—Has oído al abuelo. Cuando te recuperes, no tendrás que andarte con rodeos —dijo Sabrina, de pie junto a la cama.
La venganza es un plato que se sirve frío, y más para alguien como Ignacio, que había sufrido tanto a manos de ellos.
Ignacio asintió. Con el respaldo de su padre, ajustar cuentas sería mucho más fácil.
Las viejas y las nuevas deudas serían saldadas. Y los que lo habían emboscado, lo pagarían con creces.
***
Pasó una semana. Ignacio ya podía sentarse, pero sus piernas no respondían. No tenía fuerza en ellas.
Sabrina le consiguió una silla de ruedas y lo ayudó a sentarse, enseñándole a usarla.
—Este botón es para avanzar, este para retroceder, y el del medio para detenerse.
Ignacio, con una expresión de desánimo, asintió levemente.
—¿Te sientes mal por tener que usar una silla de ruedas? —preguntó Sabrina, adivinando sus pensamientos. Para un hombre tan orgulloso como él, era un golpe devastador.
Ignacio apretó los labios y, tras un momento, la miró a los ojos.
—¿Te… te doy asco? —su voz seguía siendo ronca.
Sabrina frunció el ceño.
—¿Cómo puedes pensar eso?
—Ahora soy un inútil. Si quieres… —los ojos de Ignacio se ensombrecieron. Nunca había imaginado que, después de meses en coma, la secuela sería no poder caminar.
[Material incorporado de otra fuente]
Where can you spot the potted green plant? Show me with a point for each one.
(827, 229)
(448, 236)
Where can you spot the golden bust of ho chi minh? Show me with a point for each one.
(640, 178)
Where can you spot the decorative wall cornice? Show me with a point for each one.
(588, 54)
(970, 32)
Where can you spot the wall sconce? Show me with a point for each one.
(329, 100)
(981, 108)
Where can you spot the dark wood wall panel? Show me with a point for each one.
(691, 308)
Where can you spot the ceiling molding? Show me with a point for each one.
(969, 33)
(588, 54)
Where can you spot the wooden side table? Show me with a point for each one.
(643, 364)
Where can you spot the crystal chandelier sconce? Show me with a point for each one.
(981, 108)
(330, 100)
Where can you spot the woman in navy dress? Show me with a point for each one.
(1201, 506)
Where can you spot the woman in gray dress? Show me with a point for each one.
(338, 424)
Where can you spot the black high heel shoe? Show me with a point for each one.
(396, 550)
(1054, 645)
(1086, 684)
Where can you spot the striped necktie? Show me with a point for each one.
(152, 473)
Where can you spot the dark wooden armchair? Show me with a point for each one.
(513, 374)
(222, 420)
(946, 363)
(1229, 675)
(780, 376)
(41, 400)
Pasar de ser una persona normal a un lisiado era algo que nadie podía aceptar.
Si ni siquiera él podía aceptarse, ¿cómo iban a aceptarlo los demás?
Ignacio asintió. Ansiaba volver a ver el mundo exterior.
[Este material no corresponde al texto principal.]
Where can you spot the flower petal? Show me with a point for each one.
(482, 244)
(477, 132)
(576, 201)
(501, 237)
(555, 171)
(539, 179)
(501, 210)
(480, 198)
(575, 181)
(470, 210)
—Haz lo que creas conveniente.
—También le diré a Julieta que venga. Es hora de que todos sepan lo que te hizo —antes, con Ignacio en coma, tenía que ser cautelosa.
Pero ahora que había despertado, ya no tenía miedo.
Julieta pagaría por sus actos.
—Como tú digas. Pásame el teléfono, tengo que hacer una llamada.
Sabrina le trajo su teléfono, que había estado apagado todo ese tiempo.
Al encenderlo, cientos de mensajes inundaron la pantalla.